Ever notice how some workplaces tend to be rife with overweight, unhealthy workers, while others seem to be overflowing with fit, energetic people? Turns out, it might not be a coincidence. The choices your co-workers make can influence you too; so if your co-workers are making unhealthy food choices and avoiding exercise, you’re more likely to do the same. Female workers have reported feeling pressure from co-workers to break their diets, and numerous studies have shown the influence that social support -- or the lack of it -- can have on diet success.
Whether you’re the boss, a manager or one of many employees at your workplace, you can have an impact on the overall culture of health at your workplace. By taking some steps to improve your own health, you could find that others will do the same.
Do a simple exercise routine on your lunch break, and invite others to join you. You might be surprised at the power of suggestion.

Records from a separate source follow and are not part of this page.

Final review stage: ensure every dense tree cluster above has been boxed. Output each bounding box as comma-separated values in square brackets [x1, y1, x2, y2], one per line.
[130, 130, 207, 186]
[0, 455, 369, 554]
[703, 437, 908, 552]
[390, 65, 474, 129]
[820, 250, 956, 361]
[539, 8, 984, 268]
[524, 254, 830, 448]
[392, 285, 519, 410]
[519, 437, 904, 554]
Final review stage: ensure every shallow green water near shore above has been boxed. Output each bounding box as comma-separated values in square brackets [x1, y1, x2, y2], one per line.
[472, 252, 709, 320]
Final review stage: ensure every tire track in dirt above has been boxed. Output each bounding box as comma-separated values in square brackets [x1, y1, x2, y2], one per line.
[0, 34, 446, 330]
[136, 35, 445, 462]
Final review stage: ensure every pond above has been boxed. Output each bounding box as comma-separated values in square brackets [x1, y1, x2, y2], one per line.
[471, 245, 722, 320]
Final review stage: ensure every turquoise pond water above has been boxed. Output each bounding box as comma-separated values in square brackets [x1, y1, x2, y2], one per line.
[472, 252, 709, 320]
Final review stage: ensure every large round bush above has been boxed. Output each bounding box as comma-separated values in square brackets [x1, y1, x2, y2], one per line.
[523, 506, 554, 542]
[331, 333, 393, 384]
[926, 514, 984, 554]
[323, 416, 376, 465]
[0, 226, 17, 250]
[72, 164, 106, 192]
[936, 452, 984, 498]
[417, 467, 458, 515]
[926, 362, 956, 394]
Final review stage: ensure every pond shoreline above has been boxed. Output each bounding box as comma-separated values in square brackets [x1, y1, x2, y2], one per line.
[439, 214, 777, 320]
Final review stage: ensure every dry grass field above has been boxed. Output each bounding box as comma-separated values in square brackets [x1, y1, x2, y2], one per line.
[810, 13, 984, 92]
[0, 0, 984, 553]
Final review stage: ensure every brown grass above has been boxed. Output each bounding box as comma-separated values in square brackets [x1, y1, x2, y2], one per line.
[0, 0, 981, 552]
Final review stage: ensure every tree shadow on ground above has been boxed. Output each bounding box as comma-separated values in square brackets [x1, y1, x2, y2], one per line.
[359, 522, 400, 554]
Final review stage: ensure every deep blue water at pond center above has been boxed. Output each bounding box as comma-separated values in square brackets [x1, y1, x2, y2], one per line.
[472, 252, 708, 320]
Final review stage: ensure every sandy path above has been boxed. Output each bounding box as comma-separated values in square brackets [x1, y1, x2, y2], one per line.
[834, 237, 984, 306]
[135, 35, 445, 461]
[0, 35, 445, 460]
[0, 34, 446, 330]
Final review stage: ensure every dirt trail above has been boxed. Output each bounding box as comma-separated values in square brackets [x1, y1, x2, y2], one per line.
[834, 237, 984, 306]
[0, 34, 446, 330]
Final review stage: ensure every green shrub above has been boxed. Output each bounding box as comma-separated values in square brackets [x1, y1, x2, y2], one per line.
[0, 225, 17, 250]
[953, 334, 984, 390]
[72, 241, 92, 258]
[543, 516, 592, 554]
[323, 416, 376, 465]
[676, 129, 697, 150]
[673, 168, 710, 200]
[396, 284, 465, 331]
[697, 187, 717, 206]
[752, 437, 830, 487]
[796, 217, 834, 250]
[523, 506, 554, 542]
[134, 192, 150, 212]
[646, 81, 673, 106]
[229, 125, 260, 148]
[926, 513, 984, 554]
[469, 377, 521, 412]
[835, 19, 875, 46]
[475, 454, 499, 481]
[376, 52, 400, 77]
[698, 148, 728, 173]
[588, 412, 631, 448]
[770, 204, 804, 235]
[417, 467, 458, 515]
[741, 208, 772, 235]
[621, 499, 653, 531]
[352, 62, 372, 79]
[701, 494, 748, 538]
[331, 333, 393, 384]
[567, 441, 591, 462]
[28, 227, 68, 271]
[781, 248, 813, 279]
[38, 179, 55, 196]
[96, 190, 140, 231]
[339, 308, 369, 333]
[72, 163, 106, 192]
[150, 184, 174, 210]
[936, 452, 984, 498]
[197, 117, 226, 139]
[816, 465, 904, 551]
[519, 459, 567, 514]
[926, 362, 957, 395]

Ideally, you’ll have at least one co-worker who’s willing to lead the charge with you and walk, jog, cycle or attend a class on your lunch break on a regular basis. As you begin to make that workout a routine, encourage others to join you.
Of course, you’ll need to be sensitive to each co-worker’s schedule, so you know when’s the right time to ask. If you know that Linda from accounting has a heavy day on Tuesdays but a light one on Wednesdays, for example, ask her to start joining you on your Wednesday walks.
Sign up for an active event for a cause. If you have a co-worker who’s battled a certain illness, you might sign up for a fun run that raises money for the cause. If your workplace deals with a certain population, you might also take part in an event that raises funds for other services that support that population. For example, if you work with kids, sign up for a pledge walk that raises money for foster kids. Then set a schedule that has everyone "training" a couple days a week on your lunch break or after work. Once you’ve gotten into the training groove and you’ve completed the event, you’ll have established a healthy pattern that you can suggest you all continue.
Create facilities for health and wellness. If you’re the boss, the sky’s the limit. You might invite a yoga instructor in for a weekly session, or award points for people who participate in your workplace walking group. You might even turn part of your workplace into a workout facility with weights, mats and shower facilities workers can use throughout the day. When workers see you using the facilities during the work day, they’ll get the signal that it’s OK for them to do the same.
Encourage healthy food habits. The sweet treats are not likely to disappear all together, but you could set a good example by bringing in alternatives to the donuts, cakes and cookies that so often get passed around. Even if you’re the only one eating them, having fruits, veggies or low-carb snacks around your work area will help you avoid the other, unhealthy options. If you’re a manager or boss, you could even get vocal about limiting the number of treats brought in, or ask people to limit the group treats to one day a week.
Changing a workplace culture that is rooted in unhealthy foods and lack of exercise is not easy, but by taking some simple steps, you might find that more people are interested in changing their habits than you previously thought.